В связи с гибелью единственного сына в первую мировую войну идея «повторения» имела для Шестова сугубо личный смысл. [96] Б.Пастернак пишет в «Охранной грамоте»: «Меня заклял отказаться от этой мысли (идти добровольцем па фронт. — В.Е.) сын Шестова, красавец прапорщик. Он с трезвой положительностью рассказал мне о фронте, предупредив, что я встречу там одно противоположное тому, что рассчитываю найти. Вскоре затем он погиб в первом из боев по возвращении на позиции из этого отпуска».
Отзвуки этой трагедии слышатся в его книгах; в судьбе Шестова и Иова есть родственные черты. Крик несчастного штабс-капитана Снегирева, теряющего своего Илюшечку: «Не хочу другого мальчика!» — можно считать лейтмотивом позднего шестовского творчества.

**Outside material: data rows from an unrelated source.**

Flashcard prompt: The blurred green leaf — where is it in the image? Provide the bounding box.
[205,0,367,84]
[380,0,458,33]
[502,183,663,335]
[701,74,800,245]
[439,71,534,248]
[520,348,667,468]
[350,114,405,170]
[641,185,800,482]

Ради точности следует указать, что мысль о «повторении» не явилась для Шестова полной неожиданностью. Еще во «Власти ключей» Шестов писал о том, что «был в средние века на свете человек, по имени Петр Дамиани, который утверждал, что для Бога возможно даже и бывшее сделать никогда не бывшим…» (7, 58), но тогда Шестов не осмелился разделить мнение Дамиани и нашел ему только служебное применение в качестве «палки», которую можно воткнуть «в колеса быстро мчащейся колесницы» рационалистической философии. Шестов также сочувствовал идее «воскрешения отцов», которую развивал в России Н.Федоров и которую с известными оговорками следует признать одним из вариантов идеи «повторения». Однако Шестов скептически относился к тем средствам, которые предлагал для этого Федоров, видя в них преувеличенную веру в науку и разум.
Теперь Шестов созрел для принятия идеи «повторения». В этом, однако, не следует видеть заслугу одного Киркегора, тем более что его трактовка идеи была далеко не столь прямолинейна, как у Шестова. В чем же здесь дело?
К 30-м годам происходит некоторая стабилизация позиции Шестова. Она приводит к тому, что Шестов получает возможность затрачивать меньше энергии на операцию спасения. Правда, у него сонм врагов — от Анаксимандра до Вл. Соловьева, однако борьба с ними ведется, как мы видели, по разработанному канону и не требует предельного напряжения. Сохранившаяся энергия ищет своего выхода, и направление этого выхода приобретает гуманистический оттенок.
Шестов обрушивается на закон противоречия:
«Круглый квадрат или деревянное железо есть бессмыслица и стало быть есть невозможное, ибо такие сочетания понятий сделаны вопреки закону противоречия. А отравленный Сократ не есть бессмыслица и стало быть такое возможно, ибо на такое соединение понятий закон противоречий дал свое соизволение. Спрашивается: нельзя ли упросить или заставить закон противоречия изменить свои решения?.. Так, чтоб вышло, что отравленный Сократ — есть бессмыслица и стало быть Сократа не отравили, а деревянное железо не есть бессмыслица и стало быть возможно, что где-нибудь деревянное железо и разыщется» (10, 268).
Для Шестова «деревянное железо» куда более приемлемо, нежели уничтожение человека. Но «деревянным железом» Шестов не ограничивается. В идею «повторения» он незаметно вводит понятие справедливости, с которым его бог вступает в определенные отношения. У Шестова все складывается таким образом, что случаи «повторения» могут происходить только как замена несправедливого справедливым. Отмена сократовского отравления или возвращение Иову его детей в новой временной перспективе — действия справедливые с точки зрения человеческого разума. Но ведь у Шестова бог определяется как абсолютный каприз. Почему же он тогда не сделает, скажем, бывшего Пушкина — небывшим, удовлетворяя своей прихоти или мольбе завистливого графомана? Бог возвращает Иову детей (если принять шестовскую интерпретацию, опять-таки произвольную), сознавая несправедливость своего безжалостного испытания праведника. В своем произволе, утверждает Шестов, бог «не страшен, он благостен» (11, 290). Не ограничивается ли тем самым произвол бога? Наконец, Шестов предвкушает «обратное» воссоединение Киркегора с его бывшей невестой Региной Ольсен, на что С.Булгаков — в некрологе, посвященном Шестову, где чувство старой дружбы соперничает с раздражением, рожденным у православного священника шестовской «ересью», — заметил, что в желаниях возможен разнобой:
«Может быть, Регина и не пожелает менять своего Шлегеля (мужа Р.Ольсен. — В.Е.) на Киркегора».
Так появление «благостного» бога взорвало религиозную систему Шестова, не приспособленную для запоздалой, предсмертной шестовской попытки «оправдания добра».